Para garantir melhor nosso futuro.

Isso faz parte do dia a dia das famílias e das empresas. E de países também.

Mas estamos fazendo de forma realista e da maneira mais justa, transparente e equilibrada possível.

As medidas estão sendo aplicadas de forma que as pessoas, as empresas e a economia as suportem.

Como é preciso ter equidade, cada um tem que fazer a sua parte.
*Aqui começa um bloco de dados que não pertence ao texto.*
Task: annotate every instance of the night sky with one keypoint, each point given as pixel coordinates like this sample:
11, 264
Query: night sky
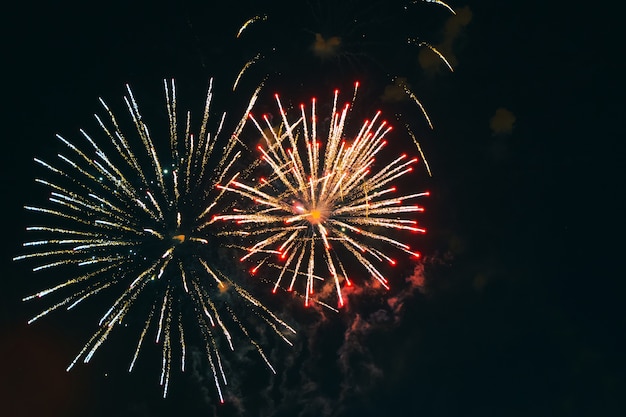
520, 311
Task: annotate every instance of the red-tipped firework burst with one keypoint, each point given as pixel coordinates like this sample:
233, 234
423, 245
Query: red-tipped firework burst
324, 201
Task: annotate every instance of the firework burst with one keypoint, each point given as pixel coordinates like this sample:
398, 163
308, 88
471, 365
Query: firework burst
128, 220
322, 201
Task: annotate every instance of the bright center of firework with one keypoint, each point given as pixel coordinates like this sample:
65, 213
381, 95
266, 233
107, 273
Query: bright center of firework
315, 216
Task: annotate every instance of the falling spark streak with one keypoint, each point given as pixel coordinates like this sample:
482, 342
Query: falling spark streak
322, 200
130, 219
441, 3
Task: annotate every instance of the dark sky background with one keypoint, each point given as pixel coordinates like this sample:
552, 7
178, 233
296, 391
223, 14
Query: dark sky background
521, 312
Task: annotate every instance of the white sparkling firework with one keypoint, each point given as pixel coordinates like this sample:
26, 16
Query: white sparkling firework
126, 219
323, 201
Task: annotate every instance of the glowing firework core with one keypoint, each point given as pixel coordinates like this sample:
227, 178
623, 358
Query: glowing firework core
324, 197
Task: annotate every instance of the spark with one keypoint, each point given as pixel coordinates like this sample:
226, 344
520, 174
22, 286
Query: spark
324, 200
129, 220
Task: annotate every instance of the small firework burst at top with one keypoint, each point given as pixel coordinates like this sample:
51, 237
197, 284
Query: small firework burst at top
325, 203
129, 221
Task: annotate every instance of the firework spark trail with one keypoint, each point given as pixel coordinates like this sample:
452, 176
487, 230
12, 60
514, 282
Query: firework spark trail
127, 218
322, 200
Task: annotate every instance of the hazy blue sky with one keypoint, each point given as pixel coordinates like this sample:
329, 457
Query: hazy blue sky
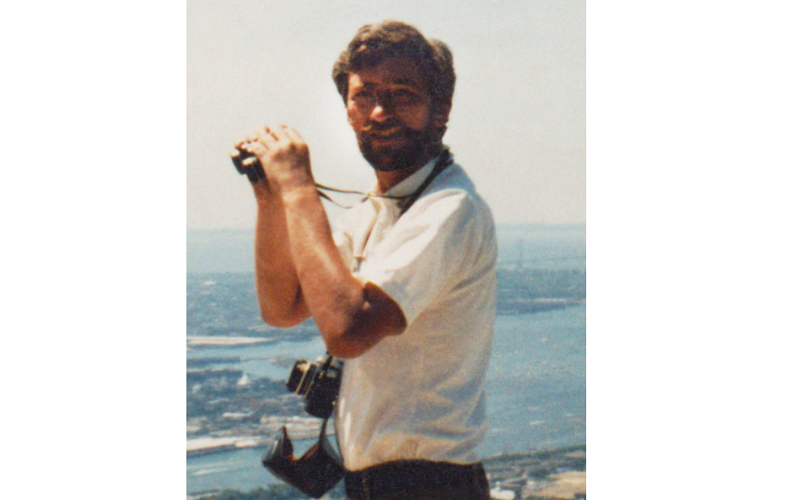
517, 124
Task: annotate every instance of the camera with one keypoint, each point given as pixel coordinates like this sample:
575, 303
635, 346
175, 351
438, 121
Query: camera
319, 382
247, 164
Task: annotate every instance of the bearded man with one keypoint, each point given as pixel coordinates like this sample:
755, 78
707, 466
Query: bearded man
404, 290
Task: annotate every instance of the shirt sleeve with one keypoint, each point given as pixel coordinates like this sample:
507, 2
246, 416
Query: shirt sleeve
431, 248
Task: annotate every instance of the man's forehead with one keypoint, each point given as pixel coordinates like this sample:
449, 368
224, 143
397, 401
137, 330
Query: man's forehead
393, 71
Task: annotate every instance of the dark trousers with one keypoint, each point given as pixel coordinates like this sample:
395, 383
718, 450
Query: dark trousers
418, 480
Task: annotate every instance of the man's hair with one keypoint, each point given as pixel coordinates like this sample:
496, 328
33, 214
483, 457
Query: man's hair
374, 43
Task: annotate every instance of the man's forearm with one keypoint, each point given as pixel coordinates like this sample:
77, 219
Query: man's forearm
351, 317
277, 285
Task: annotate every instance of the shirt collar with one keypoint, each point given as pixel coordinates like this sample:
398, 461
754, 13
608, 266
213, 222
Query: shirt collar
413, 182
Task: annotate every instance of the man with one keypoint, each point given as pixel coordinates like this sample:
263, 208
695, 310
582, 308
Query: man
404, 291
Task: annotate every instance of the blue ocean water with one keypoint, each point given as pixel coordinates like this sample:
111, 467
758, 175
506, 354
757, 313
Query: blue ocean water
536, 393
536, 385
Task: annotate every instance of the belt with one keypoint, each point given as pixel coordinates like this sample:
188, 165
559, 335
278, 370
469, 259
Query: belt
412, 476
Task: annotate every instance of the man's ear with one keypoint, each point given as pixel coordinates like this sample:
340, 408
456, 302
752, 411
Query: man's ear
441, 115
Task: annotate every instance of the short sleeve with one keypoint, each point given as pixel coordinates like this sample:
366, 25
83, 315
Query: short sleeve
431, 248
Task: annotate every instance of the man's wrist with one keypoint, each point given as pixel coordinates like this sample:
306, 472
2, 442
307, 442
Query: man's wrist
297, 194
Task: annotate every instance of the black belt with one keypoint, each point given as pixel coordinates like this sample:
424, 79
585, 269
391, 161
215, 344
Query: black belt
412, 476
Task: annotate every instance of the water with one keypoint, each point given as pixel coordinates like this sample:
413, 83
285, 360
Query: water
536, 390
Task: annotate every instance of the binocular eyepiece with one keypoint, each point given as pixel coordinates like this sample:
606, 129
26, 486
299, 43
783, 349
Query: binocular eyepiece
247, 164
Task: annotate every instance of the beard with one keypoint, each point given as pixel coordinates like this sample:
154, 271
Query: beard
415, 147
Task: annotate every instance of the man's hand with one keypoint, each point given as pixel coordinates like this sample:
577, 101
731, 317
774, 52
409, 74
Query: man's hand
284, 157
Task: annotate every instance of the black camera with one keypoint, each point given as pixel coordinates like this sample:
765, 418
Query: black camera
247, 164
319, 382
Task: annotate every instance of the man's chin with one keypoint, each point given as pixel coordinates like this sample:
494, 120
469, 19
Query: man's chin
387, 157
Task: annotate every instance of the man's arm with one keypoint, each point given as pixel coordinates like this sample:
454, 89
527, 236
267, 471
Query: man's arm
352, 317
277, 285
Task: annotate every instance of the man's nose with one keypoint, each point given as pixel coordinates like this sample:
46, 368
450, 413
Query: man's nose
383, 108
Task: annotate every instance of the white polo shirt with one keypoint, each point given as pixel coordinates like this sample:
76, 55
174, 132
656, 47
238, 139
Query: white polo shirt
420, 395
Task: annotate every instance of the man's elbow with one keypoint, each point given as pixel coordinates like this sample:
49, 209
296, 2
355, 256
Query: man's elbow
283, 318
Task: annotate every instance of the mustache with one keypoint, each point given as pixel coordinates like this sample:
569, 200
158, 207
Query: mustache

Mas de acordo com as suas condições.

Foi por isso, que começamos cortando os gastos do governo, sem afetar fortemente os investimentos prioritários e os programas sociais.

Revisamos certas distorções em alguns benefícios, preservando os direitos sagrados dos trabalhadores.

E estamos implantando medidas que reduzem, parcialmente, os subsídios no crédito e também as desonerações nos impostos, dentro de limites suportáveis pelo setor produtivo.

Estamos fazendo tudo com equilíbrio, de forma que tenhamos o máximo possível de correção com o mínimo possível de sacrifício.

Este processo vai durar o tempo que for necessário para reequilibrar a nossa economia.

Como temos fundamentos sólidos e as dificuldades são conjunturais, esperamos uma primeira reação já no final do segundo semestre deste ano.

Mais importante, no entanto, do que a duração destas medidas será a longa duração dos seus resultados e dos seus benefícios.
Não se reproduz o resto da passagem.